En apparence collégiale et unanime, la décision a en réalité été obtenue après de difficiles négociations au sein du bloc nord-africain qui ont duré deux ans, principalement en raison du clivage qui oppose les grands rivaux du Maghreb, l’Algérie et le Maroc. Initialement tous deux candidats au poste, Rabat et Alger ne voulaient pas laisser le privilège de la présidence tournante à l’autre, quitte à ce que l’absence de désignation bloque l’institution.
La Mauritanie, d’abord réticente à l’idée de diriger une institution panafricaine, a fini par céder aux demandes de sa région. « Par élimination, la Mauritanie était le seul candidat possible de ce bloc », analyse un diplomate nord-africain au sein de l’UA, sous couvert d’anonymat.
En effet, après que les candidatures algérienne et marocaine se sont neutralisées, l’Afrique du Nord ne disposait que de la Mauritanie comme candidat crédible. La Tunisie s’est discréditée auprès du continent après les déclarations incendiaires du président Kaïs Saïed, stigmatisant les migrants subsahariens sur son sol. « Un discours haineux à caractère raciste », selon les mots du président de la commission de l’UA, le Tchadien Moussa Faki Mahamat, qui a choqué en Afrique.
L’Egypte, déjà à la tête de l’UA en 2019, lors de la dernière présidence attribuée au bloc d’Afrique du Nord, ne pouvait rempiler. Quant à la Libye, minée par la guerre civile, et la RASD, au centre d’une intense bataille diplomatique, elles ne pouvaient obtenir le soutien de leurs voisins. Si le bloc Afrique du Nord avait échoué à trouver un candidat, la présidence 2024 aurait été transférée au bloc d’Afrique australe, où l’Angola semblait favori.
« Finalement, le plus dur aura été de convaincre Nouakchott d’endosser ce rôle », souligne un diplomate est-africain, en poste à Addis-Abeba.

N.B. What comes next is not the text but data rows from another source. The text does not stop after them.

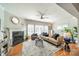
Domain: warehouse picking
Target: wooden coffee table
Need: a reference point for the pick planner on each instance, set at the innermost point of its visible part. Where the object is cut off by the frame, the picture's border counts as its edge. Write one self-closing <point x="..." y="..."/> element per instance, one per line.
<point x="74" y="51"/>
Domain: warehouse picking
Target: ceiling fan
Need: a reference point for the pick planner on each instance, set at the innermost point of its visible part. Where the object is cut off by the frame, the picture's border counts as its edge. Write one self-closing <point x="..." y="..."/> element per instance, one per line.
<point x="42" y="15"/>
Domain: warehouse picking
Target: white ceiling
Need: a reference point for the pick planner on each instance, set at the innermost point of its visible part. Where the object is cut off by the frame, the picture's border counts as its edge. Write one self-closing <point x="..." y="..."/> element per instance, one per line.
<point x="29" y="10"/>
<point x="69" y="7"/>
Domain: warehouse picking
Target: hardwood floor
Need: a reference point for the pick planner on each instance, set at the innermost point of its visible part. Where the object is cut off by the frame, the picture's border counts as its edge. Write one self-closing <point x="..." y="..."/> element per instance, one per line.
<point x="16" y="51"/>
<point x="74" y="51"/>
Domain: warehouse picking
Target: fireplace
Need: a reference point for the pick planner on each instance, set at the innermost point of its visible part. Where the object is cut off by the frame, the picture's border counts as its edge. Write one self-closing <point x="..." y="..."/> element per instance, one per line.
<point x="18" y="37"/>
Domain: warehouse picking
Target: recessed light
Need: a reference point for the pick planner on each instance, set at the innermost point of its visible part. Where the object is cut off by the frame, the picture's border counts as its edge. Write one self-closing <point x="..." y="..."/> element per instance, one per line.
<point x="15" y="20"/>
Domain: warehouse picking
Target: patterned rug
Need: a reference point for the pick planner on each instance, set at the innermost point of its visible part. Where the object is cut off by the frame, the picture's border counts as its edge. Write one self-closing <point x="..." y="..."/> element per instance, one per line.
<point x="30" y="49"/>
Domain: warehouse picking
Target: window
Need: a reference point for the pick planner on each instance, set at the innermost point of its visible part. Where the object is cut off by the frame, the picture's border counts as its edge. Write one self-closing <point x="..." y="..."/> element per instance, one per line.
<point x="46" y="29"/>
<point x="30" y="29"/>
<point x="39" y="29"/>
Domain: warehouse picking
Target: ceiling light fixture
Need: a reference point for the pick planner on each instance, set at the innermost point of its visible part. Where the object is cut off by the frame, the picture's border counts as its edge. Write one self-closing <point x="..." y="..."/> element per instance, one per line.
<point x="15" y="20"/>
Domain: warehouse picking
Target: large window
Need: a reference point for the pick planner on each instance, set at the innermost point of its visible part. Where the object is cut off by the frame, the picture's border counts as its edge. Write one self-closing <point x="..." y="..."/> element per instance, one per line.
<point x="46" y="29"/>
<point x="30" y="29"/>
<point x="39" y="29"/>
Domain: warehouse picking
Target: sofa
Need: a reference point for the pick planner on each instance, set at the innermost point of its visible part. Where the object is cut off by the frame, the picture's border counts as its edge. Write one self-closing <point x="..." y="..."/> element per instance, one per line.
<point x="57" y="42"/>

La présidence de l’institution panafricaine, incarnée par le président comorien Azali Assoumani depuis février 2023, requiert une présence active aux quatre coins d’un continent où se multiplient les crises et demande un rôle de représentation à l’international, comme au G20 dont l’UA est devenue membre permanent à l’automne 2023.

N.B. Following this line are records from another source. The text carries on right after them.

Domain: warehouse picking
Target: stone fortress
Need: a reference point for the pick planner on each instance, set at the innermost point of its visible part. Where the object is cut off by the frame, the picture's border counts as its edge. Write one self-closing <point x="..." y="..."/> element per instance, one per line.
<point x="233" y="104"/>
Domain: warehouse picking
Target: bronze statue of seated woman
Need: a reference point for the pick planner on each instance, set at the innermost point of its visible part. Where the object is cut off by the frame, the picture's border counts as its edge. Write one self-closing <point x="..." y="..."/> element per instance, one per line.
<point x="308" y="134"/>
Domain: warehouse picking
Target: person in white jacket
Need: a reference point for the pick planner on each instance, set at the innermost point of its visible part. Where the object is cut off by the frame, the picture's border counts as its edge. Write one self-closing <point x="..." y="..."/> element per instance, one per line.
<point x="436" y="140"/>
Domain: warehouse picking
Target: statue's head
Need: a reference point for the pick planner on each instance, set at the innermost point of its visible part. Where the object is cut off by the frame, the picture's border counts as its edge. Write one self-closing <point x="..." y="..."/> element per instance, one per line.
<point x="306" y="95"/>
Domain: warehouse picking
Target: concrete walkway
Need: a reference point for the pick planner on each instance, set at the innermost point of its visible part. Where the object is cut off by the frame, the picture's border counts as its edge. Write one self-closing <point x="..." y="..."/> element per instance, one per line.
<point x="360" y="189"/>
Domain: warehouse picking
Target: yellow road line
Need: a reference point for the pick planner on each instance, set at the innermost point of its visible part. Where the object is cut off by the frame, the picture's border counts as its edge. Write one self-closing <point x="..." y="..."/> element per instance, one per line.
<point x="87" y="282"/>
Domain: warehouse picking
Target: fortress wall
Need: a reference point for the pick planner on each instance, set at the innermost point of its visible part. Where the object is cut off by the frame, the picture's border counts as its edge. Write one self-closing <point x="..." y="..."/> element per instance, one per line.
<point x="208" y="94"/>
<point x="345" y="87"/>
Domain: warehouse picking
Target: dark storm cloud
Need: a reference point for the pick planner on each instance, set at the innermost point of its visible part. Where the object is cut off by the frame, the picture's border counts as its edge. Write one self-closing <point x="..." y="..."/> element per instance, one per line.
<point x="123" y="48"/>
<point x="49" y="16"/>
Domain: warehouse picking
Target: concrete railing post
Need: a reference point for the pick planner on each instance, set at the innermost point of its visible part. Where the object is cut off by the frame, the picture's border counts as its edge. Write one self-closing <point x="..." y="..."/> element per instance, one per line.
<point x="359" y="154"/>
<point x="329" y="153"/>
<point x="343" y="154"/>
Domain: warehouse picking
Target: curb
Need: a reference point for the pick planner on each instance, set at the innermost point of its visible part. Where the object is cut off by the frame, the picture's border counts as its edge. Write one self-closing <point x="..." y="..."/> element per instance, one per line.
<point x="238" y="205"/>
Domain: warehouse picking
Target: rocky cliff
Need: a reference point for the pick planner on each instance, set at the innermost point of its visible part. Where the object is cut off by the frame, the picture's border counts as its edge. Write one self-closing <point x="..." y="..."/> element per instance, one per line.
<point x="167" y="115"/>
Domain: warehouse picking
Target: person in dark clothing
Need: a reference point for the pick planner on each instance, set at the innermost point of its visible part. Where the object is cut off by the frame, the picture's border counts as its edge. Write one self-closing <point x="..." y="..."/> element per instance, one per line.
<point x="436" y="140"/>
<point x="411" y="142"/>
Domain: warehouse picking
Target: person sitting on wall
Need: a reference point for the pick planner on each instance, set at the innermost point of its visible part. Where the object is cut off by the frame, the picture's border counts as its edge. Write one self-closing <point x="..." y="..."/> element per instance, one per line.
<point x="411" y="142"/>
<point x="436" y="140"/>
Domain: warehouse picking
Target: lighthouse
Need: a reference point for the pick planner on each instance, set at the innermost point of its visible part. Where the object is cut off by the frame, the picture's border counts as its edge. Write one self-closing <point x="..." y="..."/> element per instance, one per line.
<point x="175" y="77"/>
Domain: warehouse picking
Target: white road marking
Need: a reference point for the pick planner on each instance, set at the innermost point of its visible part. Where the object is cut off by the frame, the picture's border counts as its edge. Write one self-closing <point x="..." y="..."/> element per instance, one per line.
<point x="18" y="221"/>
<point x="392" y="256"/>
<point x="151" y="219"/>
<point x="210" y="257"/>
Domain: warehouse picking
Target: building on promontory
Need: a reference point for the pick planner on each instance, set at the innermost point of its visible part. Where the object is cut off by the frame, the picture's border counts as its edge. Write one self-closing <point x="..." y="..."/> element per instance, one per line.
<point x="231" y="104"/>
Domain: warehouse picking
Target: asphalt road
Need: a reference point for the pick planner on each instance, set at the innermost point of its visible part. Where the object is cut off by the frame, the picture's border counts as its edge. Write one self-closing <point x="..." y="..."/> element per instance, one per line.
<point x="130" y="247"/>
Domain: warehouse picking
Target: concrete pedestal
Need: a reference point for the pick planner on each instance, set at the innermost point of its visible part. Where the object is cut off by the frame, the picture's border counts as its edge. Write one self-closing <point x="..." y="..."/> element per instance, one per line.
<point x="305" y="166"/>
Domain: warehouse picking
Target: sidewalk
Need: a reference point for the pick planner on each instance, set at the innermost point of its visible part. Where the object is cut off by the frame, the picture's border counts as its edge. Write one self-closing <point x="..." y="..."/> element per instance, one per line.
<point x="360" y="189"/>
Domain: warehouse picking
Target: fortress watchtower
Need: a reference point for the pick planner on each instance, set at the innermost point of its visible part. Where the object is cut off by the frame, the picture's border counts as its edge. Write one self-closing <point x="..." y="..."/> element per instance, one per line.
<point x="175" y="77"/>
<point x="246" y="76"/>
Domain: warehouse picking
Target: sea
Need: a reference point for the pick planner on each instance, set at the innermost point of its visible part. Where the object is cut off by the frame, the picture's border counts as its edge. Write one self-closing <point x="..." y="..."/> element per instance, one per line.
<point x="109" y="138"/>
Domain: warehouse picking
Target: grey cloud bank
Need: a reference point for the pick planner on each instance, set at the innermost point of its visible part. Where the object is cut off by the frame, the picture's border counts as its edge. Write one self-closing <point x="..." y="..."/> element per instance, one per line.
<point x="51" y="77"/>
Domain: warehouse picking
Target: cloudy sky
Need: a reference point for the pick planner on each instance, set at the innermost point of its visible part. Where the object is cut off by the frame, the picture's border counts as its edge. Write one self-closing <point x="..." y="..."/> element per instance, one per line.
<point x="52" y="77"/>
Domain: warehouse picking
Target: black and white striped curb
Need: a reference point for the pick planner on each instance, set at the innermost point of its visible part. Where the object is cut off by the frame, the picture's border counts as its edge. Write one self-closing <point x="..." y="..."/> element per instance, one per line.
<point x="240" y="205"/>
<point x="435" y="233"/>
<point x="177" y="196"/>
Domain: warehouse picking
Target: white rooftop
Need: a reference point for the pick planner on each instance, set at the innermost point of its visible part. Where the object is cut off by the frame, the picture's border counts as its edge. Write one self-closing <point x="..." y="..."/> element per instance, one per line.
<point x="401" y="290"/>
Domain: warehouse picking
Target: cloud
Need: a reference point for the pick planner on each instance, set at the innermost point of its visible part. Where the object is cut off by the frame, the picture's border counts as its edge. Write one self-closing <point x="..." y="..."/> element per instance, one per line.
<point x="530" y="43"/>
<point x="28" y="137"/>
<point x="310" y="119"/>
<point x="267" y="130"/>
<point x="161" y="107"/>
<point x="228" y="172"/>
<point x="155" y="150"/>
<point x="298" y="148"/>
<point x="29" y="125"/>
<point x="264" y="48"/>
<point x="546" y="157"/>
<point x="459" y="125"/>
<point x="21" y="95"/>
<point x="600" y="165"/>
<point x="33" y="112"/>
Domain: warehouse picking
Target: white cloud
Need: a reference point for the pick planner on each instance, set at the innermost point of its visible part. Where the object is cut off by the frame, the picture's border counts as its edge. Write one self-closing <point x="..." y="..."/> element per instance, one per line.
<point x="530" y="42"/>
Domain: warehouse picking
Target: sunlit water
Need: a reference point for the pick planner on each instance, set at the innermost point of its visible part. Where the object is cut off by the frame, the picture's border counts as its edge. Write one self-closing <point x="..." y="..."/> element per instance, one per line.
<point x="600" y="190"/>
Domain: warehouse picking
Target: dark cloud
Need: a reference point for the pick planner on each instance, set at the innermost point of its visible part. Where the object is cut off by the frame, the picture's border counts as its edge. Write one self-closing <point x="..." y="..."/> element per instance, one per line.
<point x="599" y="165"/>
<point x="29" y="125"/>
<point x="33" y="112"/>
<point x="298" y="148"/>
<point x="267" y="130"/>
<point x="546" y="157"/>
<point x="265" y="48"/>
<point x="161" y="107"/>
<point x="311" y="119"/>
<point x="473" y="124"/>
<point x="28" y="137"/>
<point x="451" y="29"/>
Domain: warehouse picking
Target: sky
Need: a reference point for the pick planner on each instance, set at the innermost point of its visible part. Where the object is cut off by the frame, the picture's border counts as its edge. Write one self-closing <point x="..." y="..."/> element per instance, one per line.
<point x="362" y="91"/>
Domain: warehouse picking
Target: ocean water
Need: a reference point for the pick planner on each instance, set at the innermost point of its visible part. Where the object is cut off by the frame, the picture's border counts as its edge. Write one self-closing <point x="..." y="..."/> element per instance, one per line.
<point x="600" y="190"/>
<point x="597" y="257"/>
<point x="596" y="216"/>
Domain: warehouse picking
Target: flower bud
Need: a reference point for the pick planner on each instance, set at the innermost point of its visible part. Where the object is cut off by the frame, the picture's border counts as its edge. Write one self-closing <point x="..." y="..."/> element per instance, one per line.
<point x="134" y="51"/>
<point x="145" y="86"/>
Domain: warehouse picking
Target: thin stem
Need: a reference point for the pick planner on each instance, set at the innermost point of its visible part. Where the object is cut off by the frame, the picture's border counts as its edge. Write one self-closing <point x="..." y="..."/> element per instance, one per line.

« La présidence de l’UA est, en règle générale, attribuée à un pays qui cherche à se projeter et à peser sur les dossiers continentaux, ce qui ne semblait pas être le cas de la Mauritanie », indique Paul-Simon Handy, chercheur au sein de l’Institute for Security Studies. Contactée par Le Monde, la représentation mauritanienne auprès de l’UA n’a pas donné suite à nos demandes d’entretien.